Sollte es für Koštunica und Nikolić zusammen nicht reichen, könnte möglicherweise die dritte politische Kraft dieses Lagers hinzukommen: die Sozialistische Partei Serbiens (SPS). Die Partei, die zu Regierungszeiten ihres verstorbenen Vorsitzenden Slobodan Milošević das Ruder in Serbien fest in der Hand hatte, kämpft seit Jahren ums politische Überleben, doch dank des Zusammenschlusses mit zwei weiteren Parteien, darunter einer für Rentner, hat sie gute Chancen, auch dieses Mal wieder ins Parlament einzuziehen. Ob sie dann von Koštunica und Nikolić an der Regierung beteiligt wird oder deren Politik nur toleriert, bleibt abzuwarten.

Jüngste Umfragen zeigen, dass im Zuge der westlichen Anerkennungspolitik gegenüber dem Kosovo das Koštunica-Lager in Serbien klar die Oberhand gewonnen hat, was gegenüber der EU und den westlichen Staaten eine eher reservierte Position einnimmt. Zu groß ist die Enttäuschung über das Verhalten vieler dieser Länder, große Teile der serbischen Bevölkerung fühlen Serbien zu Unrecht schikaniert und schlecht behandelt.

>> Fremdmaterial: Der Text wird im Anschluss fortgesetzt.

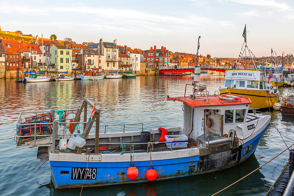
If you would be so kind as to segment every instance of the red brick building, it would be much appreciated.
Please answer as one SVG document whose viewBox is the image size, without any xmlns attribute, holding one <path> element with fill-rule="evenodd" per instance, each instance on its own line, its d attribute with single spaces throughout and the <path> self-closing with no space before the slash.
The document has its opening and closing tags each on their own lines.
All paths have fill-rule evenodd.
<svg viewBox="0 0 294 196">
<path fill-rule="evenodd" d="M 21 70 L 21 56 L 12 50 L 5 52 L 5 68 L 6 70 L 16 71 L 16 68 Z"/>
<path fill-rule="evenodd" d="M 163 46 L 160 49 L 152 47 L 144 55 L 144 62 L 147 67 L 157 67 L 161 66 L 170 66 L 170 59 L 168 55 L 168 51 Z"/>
</svg>

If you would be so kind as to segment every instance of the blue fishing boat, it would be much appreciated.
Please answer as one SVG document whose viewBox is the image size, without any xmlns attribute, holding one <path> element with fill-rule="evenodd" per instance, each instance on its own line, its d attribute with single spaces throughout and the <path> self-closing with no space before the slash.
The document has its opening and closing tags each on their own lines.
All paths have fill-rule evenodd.
<svg viewBox="0 0 294 196">
<path fill-rule="evenodd" d="M 163 180 L 236 165 L 254 153 L 270 113 L 248 113 L 251 101 L 245 97 L 209 96 L 206 85 L 197 83 L 200 70 L 192 94 L 167 98 L 183 103 L 182 126 L 143 130 L 142 124 L 137 131 L 100 133 L 101 111 L 85 98 L 75 110 L 21 113 L 16 147 L 39 147 L 36 169 L 49 160 L 58 189 Z"/>
</svg>

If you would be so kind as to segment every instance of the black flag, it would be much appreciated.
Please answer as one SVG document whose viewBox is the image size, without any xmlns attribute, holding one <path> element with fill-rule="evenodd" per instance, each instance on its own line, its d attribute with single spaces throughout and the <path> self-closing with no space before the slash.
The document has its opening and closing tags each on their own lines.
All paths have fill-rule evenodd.
<svg viewBox="0 0 294 196">
<path fill-rule="evenodd" d="M 245 28 L 244 28 L 244 31 L 243 32 L 243 35 L 242 35 L 243 37 L 245 39 L 245 42 L 247 43 L 246 40 L 246 25 L 245 25 Z"/>
</svg>

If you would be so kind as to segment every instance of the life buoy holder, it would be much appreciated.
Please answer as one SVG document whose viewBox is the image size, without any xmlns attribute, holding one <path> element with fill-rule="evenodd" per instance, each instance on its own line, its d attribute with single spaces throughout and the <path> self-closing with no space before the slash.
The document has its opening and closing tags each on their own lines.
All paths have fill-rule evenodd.
<svg viewBox="0 0 294 196">
<path fill-rule="evenodd" d="M 63 123 L 65 123 L 66 122 L 66 117 L 69 115 L 69 114 L 74 114 L 76 115 L 77 113 L 78 113 L 77 110 L 67 110 L 66 112 L 64 113 L 63 115 L 62 116 L 62 122 Z M 80 120 L 81 120 L 81 116 L 80 116 L 80 118 L 79 118 L 78 120 L 78 122 L 80 122 Z M 72 121 L 73 122 L 73 121 Z M 69 127 L 70 126 L 70 124 L 72 123 L 67 123 L 65 124 L 65 127 L 66 127 L 68 129 L 69 128 Z"/>
<path fill-rule="evenodd" d="M 238 100 L 239 97 L 235 95 L 220 95 L 219 96 L 218 98 L 220 99 L 226 100 L 233 101 Z"/>
</svg>

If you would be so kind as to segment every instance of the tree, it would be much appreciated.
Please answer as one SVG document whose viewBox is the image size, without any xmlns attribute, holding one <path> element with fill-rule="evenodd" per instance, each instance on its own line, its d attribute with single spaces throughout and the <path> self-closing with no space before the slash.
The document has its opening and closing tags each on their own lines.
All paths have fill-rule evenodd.
<svg viewBox="0 0 294 196">
<path fill-rule="evenodd" d="M 52 34 L 52 35 L 51 35 L 51 36 L 53 36 L 53 37 L 54 38 L 54 40 L 56 40 L 56 39 L 57 39 L 57 36 L 56 36 L 56 35 L 55 34 Z"/>
<path fill-rule="evenodd" d="M 73 40 L 71 38 L 66 37 L 63 39 L 64 41 L 65 41 L 67 43 L 74 43 L 76 44 L 76 43 L 75 41 L 73 41 Z"/>
<path fill-rule="evenodd" d="M 17 31 L 15 32 L 16 33 L 18 33 L 20 35 L 22 35 L 22 32 L 20 31 Z"/>
</svg>

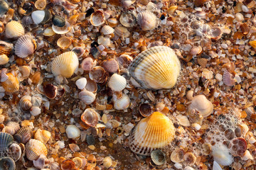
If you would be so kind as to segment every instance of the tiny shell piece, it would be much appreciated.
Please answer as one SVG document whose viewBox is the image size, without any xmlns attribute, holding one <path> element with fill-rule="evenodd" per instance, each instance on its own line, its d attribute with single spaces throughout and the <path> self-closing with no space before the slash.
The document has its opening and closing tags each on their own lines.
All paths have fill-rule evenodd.
<svg viewBox="0 0 256 170">
<path fill-rule="evenodd" d="M 124 77 L 115 73 L 110 77 L 108 85 L 112 91 L 121 91 L 124 89 L 127 81 Z"/>
<path fill-rule="evenodd" d="M 66 52 L 54 58 L 51 63 L 51 70 L 55 76 L 61 75 L 70 78 L 78 65 L 76 54 L 74 52 Z"/>
</svg>

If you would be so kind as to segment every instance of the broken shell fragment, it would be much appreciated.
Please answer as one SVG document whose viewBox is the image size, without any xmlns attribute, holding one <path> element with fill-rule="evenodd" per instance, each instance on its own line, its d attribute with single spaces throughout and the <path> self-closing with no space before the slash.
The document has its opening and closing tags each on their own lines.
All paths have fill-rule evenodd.
<svg viewBox="0 0 256 170">
<path fill-rule="evenodd" d="M 32 36 L 25 35 L 18 39 L 14 47 L 15 54 L 18 57 L 25 58 L 33 53 L 36 48 L 36 43 Z"/>
<path fill-rule="evenodd" d="M 78 57 L 76 54 L 73 52 L 66 52 L 54 58 L 51 63 L 51 70 L 55 76 L 61 75 L 70 78 L 78 65 Z"/>
<path fill-rule="evenodd" d="M 171 120 L 160 112 L 142 119 L 134 128 L 129 139 L 132 152 L 149 155 L 156 149 L 169 144 L 174 138 L 175 128 Z"/>
<path fill-rule="evenodd" d="M 140 53 L 129 69 L 132 76 L 143 88 L 171 89 L 177 81 L 181 63 L 172 49 L 156 46 Z"/>
<path fill-rule="evenodd" d="M 87 108 L 81 115 L 81 120 L 89 126 L 95 127 L 98 123 L 97 113 L 92 108 Z"/>
</svg>

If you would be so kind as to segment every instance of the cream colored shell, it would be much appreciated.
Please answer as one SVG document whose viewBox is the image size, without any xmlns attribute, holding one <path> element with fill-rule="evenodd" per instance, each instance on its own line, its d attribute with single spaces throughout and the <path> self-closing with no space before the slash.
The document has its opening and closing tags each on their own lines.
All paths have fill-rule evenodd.
<svg viewBox="0 0 256 170">
<path fill-rule="evenodd" d="M 129 139 L 129 147 L 137 154 L 149 155 L 152 150 L 168 145 L 174 134 L 171 120 L 160 112 L 154 112 L 136 125 Z"/>
<path fill-rule="evenodd" d="M 51 70 L 55 76 L 61 75 L 66 78 L 72 76 L 78 67 L 79 62 L 74 52 L 66 52 L 57 56 L 51 64 Z"/>
<path fill-rule="evenodd" d="M 181 63 L 172 49 L 155 46 L 140 53 L 130 64 L 129 70 L 144 89 L 171 89 L 177 81 Z"/>
</svg>

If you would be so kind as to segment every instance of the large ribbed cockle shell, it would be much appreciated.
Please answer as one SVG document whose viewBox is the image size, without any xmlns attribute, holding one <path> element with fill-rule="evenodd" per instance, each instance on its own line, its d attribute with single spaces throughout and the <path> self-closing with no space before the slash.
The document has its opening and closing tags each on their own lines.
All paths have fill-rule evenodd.
<svg viewBox="0 0 256 170">
<path fill-rule="evenodd" d="M 36 48 L 35 40 L 30 35 L 20 37 L 15 44 L 15 54 L 18 57 L 25 58 L 32 55 Z"/>
<path fill-rule="evenodd" d="M 155 46 L 140 53 L 129 69 L 132 76 L 144 89 L 171 89 L 177 81 L 181 63 L 172 49 Z"/>
<path fill-rule="evenodd" d="M 78 57 L 74 52 L 66 52 L 57 56 L 51 63 L 51 70 L 55 76 L 66 78 L 72 76 L 78 67 Z"/>
<path fill-rule="evenodd" d="M 154 112 L 136 125 L 129 139 L 129 147 L 137 154 L 150 155 L 153 150 L 168 145 L 174 134 L 171 120 L 160 112 Z"/>
<path fill-rule="evenodd" d="M 37 140 L 30 140 L 26 144 L 26 155 L 31 160 L 36 160 L 41 154 L 47 156 L 47 148 L 41 141 Z"/>
</svg>

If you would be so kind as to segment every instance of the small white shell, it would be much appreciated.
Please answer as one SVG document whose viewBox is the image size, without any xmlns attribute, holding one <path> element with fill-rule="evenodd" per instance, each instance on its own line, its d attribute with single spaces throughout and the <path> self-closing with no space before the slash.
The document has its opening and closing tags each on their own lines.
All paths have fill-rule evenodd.
<svg viewBox="0 0 256 170">
<path fill-rule="evenodd" d="M 108 85 L 114 91 L 121 91 L 124 89 L 127 81 L 124 77 L 117 74 L 114 74 L 110 77 Z"/>
<path fill-rule="evenodd" d="M 80 78 L 75 81 L 75 85 L 77 85 L 78 88 L 80 90 L 85 89 L 87 79 L 85 77 Z"/>
<path fill-rule="evenodd" d="M 84 89 L 78 94 L 79 98 L 85 104 L 90 105 L 95 100 L 96 96 L 92 92 Z"/>
<path fill-rule="evenodd" d="M 15 44 L 15 54 L 18 57 L 25 58 L 32 55 L 36 48 L 36 41 L 29 35 L 19 38 Z"/>
<path fill-rule="evenodd" d="M 76 139 L 80 136 L 80 130 L 74 125 L 70 125 L 67 126 L 66 133 L 68 138 Z"/>
<path fill-rule="evenodd" d="M 130 105 L 130 98 L 127 94 L 122 94 L 122 97 L 114 99 L 114 108 L 117 110 L 124 110 Z"/>
</svg>

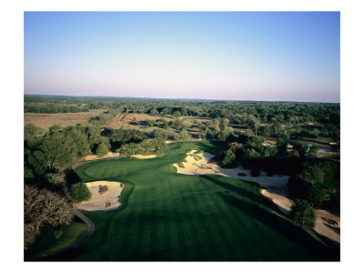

Zuletzt hat zu Ostern die serbisch-orhodoxe Kirche klar Position bezogen und die westliche Kosovo-Politik scharf kritisiert. Zudem sieht man sich in Serbien in seiner Haltung durch das Verhalten von UN-Generalsekretär Ban Ki Moon bestätigt, der bislang aufgrund der fehlenden völkerrechtlichen Legitimität keine Einladung an die für das Kosovo vorgesehene EU-Mission EULEX ausgesprochen hat. Die EU wollte mit dieser Truppe im Sommer eigentlich die UN-Verwaltung ablösen, doch danach sieht es derzeit nicht aus.

Alles andere als ein Sieg des Koštunica-Lagers bei den Parlamentswahlen am 11. Mai wäre also eine große Überraschung. Auch vor diesem Hintergrund ist die gestrige Unterzeichnung des Stabilisierungs- und Assoziierungsabkommens der EU mit Serbien in Luxemburg zu sehen. Während die EU mit allen Mitteln versucht, in Belgrad eine Regierung an der Macht zu halten, von der sie in Sachen EU-Annäherung und Kosovo-Anerkennung Wohlverhalten oder zumindest Stillhalten erwarten kann, sehen die prowestlichen Kräfte in der serbischen Regierung ihre Felle davonschwimmen. Mit dem EU-Abkommen als Trumpf will das Tadić-Lager nun versuchen, die Wahlen am 11. Mai zu einer Volksabstimmung zu machen für oder gegen die EU – und damit das Ruder im letzten Moment doch noch herumreißen.